On Tuesday, in an emotionally charged live interview, he confronted Florida Attorney General Pam Bondi over her treatment of the LGBT community in Florida.

“I saw you the other day saying that anyone who attacks the LGBT community—our LGBT community, you said—will be gone after to the full extent of the law,” said Cooper, who publicly announced he is gay in 2012. The anchor said he had spoken to “a lot of gay and lesbian people here” and that many felt the attorney general was “being a hypocrite.”

For years, he said, “you’ve basically gone after gay people, said that in court that gay people simply by fighting for marriage equality were trying to do harm to the people of Florida. Do you really think that you’re a champion of the gay community?”

[youtube https://www.youtube.com/watch?v=ldYC0bMj9ms]

 

Florida voters had approved a same-sex marriage ban and added it to the state constitution in 2008. Bondi said that as the state’s attorney general, she was simply doing her job by engaging in a legal battle to uphold the ban. “When I was sworn in as attorney general, I put my hand on a Bible and was sworn to uphold the constitution of the state of Florida. That’s not a law. That was voted into our state constitution by the voters of Florida,” Bondi said. “I’ve never said I don’t like gay people. That’s ridiculous.”

Cooper noted that Bondi had argued in court that recognizing same-sex marriage would “impose significant public harm.”

“Anderson, I don’t believe gay people could do harm to the state of Florida,” Bondi responded. “Those words never came out of my mouth.”

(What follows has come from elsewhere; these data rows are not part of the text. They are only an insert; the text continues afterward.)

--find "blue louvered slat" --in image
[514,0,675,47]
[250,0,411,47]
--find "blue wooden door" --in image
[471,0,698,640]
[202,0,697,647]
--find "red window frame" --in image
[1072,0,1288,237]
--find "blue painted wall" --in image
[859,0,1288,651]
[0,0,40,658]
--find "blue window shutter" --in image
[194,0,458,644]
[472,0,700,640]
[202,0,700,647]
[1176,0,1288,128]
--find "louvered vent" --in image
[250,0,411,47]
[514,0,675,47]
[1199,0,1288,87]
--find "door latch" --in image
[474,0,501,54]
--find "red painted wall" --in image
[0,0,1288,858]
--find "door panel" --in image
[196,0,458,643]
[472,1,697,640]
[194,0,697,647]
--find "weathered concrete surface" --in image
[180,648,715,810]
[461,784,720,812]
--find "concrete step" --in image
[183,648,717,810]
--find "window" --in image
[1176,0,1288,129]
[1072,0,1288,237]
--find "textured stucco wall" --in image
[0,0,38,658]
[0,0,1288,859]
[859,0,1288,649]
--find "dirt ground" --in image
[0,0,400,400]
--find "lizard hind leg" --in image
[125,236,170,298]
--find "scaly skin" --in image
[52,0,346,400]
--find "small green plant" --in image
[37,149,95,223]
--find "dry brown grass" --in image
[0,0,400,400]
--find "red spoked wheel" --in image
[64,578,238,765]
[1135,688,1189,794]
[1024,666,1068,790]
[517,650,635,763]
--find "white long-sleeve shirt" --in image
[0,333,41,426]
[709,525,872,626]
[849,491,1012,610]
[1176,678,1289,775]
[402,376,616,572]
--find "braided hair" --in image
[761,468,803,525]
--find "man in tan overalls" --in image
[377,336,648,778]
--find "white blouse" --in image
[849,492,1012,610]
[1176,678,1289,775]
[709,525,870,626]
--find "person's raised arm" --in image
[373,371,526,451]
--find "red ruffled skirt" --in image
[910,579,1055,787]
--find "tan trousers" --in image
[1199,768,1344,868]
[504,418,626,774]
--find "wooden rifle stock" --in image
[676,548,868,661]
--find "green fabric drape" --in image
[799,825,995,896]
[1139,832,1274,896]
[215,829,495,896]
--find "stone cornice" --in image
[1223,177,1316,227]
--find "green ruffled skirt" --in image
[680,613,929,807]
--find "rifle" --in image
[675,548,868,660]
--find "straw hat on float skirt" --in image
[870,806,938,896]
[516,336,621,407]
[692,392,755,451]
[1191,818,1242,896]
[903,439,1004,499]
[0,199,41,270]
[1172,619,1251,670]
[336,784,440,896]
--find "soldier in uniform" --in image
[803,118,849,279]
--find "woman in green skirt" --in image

The Supreme Court legalized same-sex marriage in 2015, and Cooper noted, “Had there been no same-sex marriage, you do realize that boyfriends and girlfriends of the dead [in Orlando] wouldn’t be able to get information, and would not be able to visit in the hospital? Isn’t there a sick irony in that?”

Bondi denied that she ever believed gay marriage would cause “harm” to the citizens of her state. “Those words never came out of my mouth,” she told Cooper. But as the anchor shot back, “That’s what you argued in court.”